Juan** nació e intenta crecer en Mosquera, Cundinamarca donde ganó el No en el Plebiscito sobre los acuerdos de paz. Pedro* nació e intenta crecer en Uribia, La Guajira, donde la mayoría dijo que Sí refrendaba lo acordado. Al norte donde vive Pedro, el ambiente es de costa húmeda y de altas temperaturas al nivel del mar. En el centro donde vive Juan la constante es que en el día más seco, también puede llover, en una altura superior a los 2.500 metros. Son dos regiones diferentes en muchos sentidos. Pero Juan y Pedro, dos niños menores de dos años, viven en las mismas.
Hoy reciben los nutrientes que requieren, luego de pasar parte de sus primeros meses de vida sin poder disfrutarlos; sus mamás no tuvieron suficientes controles prenatales, para sus familias es limitado el acceso a los servicios de salud y ambos nacieron con bajo peso.
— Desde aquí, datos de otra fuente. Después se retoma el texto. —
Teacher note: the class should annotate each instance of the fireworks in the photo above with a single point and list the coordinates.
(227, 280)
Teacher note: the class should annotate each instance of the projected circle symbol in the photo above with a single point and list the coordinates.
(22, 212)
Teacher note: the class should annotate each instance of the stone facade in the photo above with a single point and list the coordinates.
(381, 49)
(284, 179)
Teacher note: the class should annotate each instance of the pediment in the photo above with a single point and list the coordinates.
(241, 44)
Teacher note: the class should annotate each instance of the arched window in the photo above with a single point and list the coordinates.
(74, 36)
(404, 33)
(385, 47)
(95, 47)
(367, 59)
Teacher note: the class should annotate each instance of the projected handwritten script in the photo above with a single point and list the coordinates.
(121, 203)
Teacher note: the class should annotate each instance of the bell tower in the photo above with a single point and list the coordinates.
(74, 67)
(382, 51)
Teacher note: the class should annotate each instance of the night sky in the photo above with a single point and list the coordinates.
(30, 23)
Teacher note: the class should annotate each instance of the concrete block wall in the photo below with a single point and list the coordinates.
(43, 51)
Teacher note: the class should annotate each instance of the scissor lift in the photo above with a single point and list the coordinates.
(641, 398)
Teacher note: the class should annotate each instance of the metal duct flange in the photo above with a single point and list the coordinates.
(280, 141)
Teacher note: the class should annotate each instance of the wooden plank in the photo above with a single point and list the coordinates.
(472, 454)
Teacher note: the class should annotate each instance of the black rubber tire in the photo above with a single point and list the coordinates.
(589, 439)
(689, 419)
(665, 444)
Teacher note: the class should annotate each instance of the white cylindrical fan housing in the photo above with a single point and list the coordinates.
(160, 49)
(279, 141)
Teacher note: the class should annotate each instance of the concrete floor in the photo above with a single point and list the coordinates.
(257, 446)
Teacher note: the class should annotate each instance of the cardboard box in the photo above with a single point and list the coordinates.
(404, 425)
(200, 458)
Los dos tienen desnutrición crónica.
La atención que están recibiendo se enfoca en que recuperen a tiempo la talla que deben tener según su edad, para ver si de pronto así el cerebro, que es el más afectado –pero no se ve- se alcanza a desarrollar, porque la ciencia dice que esto pasa en un 75% justo en los mil primeros días de existencia.
Niños como Juan y Pedro padecen los efectos de las decisiones que toman los adultos que los rodean en Uribia, Mosquera y en todo el país; son quienes sufren o disfrutan las consecuencias de sus acciones u omisiones. Están altamente comprometidos e inmersos en carne y hueso, en cuerpo y alma, presentes, impactados, afectados y sobre todo impotentes, porque como lo dice la Convención de los Derechos de los niños adoptada por las Naciones Unidas y aprobada por Colombia - Ley 12 de 1991-, “el niño, por su falta de madurez física y mental, necesita protección y cuidado especiales, incluso la debida protección legal, tanto antes como después del nacimiento”. Así que ellos siguen en el medio, con la corresponsabilidad del Estado, la familia y la sociedad, a medias.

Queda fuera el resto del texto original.